Sy’s most recent book grows out of a long stint volunteering with the Turtle Rescue League in Southbridge, Massachusetts alongside her work partner Matt Patterson, a wildlife artist. TRL is devoted to the care of injured, abandoned and displaced turtles. It is overseen by two incredibly devoted women who have found their purpose in life in the incredibly arduous work of healing the shattered bodies of turtles, many of whom have been run over by cars and trucks as they cross busy roads moving between their winter and summer habitats. Hence the subtitle of Sy’s book: Of Time and Turtles: Mending the World, Shell by Shattered Shell. I’ll talk about the main part of the title later.
Week after week, Sy and Matt return to TRL to do whatever needs to be done for inhabitants of this loving home, from building and maintaining their environments, to overseeing the exercise and rehab work some of them need, to collecting eggs from the shallow nests where their mothers have deposited them. These eggs will be hatched in TRL’s incubators and released into the wild. Many of the turtle varieties are endangered, so those eggs deserve special attention since, left to their own devices most of them would become victims of the predators that view them as pricey delicacies.
Sy creates vivid portraits of many of the residents of TRL who acquire colorful names, usually based on the circumstances in which they’re found – Pizza Man, Fire Chief, etc. As with the octopuses, real relationships develop between their care givers and these strange creatures, who predate even the dinosaurs. I have to admit that I haven’t retained much knowledge about the various sub-species of turtles who pass through, but I do recall the individuals and cheer their recoveries or mourn their losses.
This much would suffice to make an engaging book. There is a chapter in which Sy and Matt join TRL staff on a rescue mission to a beach where sea turtles are being washed ashore in ways that will lead to their deaths without the help of their human Samaritans. I read it with as much excitement as the sections I read in Kon-Tiki oh so long ago about its encounters with life-threatening storms.

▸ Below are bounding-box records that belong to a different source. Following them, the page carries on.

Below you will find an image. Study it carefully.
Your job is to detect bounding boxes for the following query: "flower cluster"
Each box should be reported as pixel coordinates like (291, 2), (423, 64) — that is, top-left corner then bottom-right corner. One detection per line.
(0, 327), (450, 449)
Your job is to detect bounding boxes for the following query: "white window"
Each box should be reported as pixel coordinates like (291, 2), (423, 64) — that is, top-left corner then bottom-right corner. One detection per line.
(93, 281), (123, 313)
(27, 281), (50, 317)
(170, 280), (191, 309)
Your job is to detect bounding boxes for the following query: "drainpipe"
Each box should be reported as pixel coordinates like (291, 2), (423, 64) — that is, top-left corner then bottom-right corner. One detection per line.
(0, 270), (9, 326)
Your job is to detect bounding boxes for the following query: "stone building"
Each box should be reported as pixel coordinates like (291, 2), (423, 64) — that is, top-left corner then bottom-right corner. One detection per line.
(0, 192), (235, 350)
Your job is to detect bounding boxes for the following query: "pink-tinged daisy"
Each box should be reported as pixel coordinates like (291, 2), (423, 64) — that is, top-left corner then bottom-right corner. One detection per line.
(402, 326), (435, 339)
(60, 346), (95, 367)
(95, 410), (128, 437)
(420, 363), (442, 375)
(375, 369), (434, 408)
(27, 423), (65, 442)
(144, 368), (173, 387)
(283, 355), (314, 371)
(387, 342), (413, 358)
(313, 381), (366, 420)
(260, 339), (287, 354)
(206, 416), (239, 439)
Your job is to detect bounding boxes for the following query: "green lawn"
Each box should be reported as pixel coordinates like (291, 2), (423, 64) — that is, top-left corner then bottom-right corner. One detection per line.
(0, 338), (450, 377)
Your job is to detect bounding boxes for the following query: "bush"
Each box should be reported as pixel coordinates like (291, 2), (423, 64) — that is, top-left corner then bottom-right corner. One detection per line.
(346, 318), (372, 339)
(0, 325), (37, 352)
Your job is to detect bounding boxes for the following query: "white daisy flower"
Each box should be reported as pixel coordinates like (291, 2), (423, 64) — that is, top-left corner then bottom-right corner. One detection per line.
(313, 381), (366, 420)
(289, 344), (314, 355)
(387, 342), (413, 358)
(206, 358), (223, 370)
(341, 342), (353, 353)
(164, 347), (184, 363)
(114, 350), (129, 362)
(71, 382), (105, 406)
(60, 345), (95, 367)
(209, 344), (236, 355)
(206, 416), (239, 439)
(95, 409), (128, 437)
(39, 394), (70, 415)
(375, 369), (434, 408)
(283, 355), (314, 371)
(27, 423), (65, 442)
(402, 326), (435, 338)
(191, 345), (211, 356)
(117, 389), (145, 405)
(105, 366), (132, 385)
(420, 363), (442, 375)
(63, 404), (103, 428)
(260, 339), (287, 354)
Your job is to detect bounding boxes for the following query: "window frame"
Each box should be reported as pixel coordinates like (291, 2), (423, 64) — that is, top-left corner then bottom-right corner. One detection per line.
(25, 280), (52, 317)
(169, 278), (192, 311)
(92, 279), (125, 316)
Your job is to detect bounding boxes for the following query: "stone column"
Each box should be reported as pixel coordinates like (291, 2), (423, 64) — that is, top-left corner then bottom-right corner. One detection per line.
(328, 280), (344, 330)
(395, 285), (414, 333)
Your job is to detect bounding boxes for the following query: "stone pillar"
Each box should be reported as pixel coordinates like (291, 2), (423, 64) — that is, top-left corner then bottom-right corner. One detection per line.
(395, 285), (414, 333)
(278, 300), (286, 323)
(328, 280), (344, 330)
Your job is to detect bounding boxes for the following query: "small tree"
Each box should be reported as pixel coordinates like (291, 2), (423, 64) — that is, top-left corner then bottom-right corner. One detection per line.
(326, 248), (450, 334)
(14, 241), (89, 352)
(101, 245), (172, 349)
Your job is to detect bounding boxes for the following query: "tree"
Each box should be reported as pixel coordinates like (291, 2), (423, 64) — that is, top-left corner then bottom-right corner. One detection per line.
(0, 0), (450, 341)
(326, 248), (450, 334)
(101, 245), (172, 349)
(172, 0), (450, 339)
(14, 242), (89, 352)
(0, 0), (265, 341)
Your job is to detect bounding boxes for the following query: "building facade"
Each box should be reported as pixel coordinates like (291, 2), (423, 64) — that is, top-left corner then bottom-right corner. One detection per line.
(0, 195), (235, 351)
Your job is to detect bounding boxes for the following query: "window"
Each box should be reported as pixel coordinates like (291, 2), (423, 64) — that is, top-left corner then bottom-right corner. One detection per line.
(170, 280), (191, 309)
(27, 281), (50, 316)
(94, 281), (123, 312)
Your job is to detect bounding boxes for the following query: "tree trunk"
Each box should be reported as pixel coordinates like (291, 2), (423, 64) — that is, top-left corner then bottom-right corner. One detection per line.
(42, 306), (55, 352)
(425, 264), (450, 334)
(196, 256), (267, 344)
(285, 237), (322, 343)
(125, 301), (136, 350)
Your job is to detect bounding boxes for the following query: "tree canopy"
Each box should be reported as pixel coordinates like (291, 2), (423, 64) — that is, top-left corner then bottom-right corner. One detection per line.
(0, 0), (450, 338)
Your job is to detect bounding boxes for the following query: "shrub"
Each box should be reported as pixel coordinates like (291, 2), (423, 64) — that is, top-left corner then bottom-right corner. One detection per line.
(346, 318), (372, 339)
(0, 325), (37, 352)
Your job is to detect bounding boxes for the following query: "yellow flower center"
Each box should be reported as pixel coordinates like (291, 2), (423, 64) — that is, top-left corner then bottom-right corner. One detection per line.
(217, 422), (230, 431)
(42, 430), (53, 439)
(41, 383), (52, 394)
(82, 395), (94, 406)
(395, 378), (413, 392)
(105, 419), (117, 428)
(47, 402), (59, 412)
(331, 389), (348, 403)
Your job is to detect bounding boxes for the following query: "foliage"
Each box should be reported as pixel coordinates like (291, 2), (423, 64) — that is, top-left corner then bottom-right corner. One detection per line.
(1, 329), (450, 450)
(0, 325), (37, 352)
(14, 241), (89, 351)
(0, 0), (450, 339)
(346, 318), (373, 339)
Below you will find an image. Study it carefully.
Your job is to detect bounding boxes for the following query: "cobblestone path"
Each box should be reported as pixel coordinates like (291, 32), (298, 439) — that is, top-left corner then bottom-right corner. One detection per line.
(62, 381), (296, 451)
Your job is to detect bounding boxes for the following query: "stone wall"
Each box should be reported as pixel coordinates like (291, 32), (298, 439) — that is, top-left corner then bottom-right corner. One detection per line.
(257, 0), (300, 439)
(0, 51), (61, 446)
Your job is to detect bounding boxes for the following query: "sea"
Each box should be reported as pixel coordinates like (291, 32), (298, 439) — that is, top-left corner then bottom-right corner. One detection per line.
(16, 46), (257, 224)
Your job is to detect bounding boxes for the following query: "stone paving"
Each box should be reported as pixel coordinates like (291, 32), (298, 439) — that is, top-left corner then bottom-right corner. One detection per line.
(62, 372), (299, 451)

But there’s more, the part that explains the centerpiece of the title Of Time and Turtles. Because turtles live such long lives – some have been known to live as long as 200 years — the sense of time that surrounds them unfolds at a different rate than it does for us frenetic humans. Even their injuries heal at a different rate. It happens that Sy’s work with the turtles coincides with the Covid years which caused astonishing disruptions in the time sense of many people. As an example, my guesses at how long ago significant events in my life occurred are now way out of line with the reality.
It’s as if Sy’s time with the turtles and our Covid time put us outside the traditional linear understanding of how things unfold. In the Jewish view of the events in the bible there is the following concept: “Ain mukdam v’ain m’uchar ba’torah.” There is no early and no late in the torah, which suggests a more circular view of time that challenges the idea that events are stacked like dominos forever poised to fall in exactly the same sequence.
Sy quotes a scientist who speaks about “warm-blooded chauvinism,” the assumption that human views on understanding the natural world are the only possible ones. Once again, Sy has helped me step outside my skin into a universe of much broader and more diverse realities. Our creaturely arrogance is so profound it takes a hell of a book to accomplish that.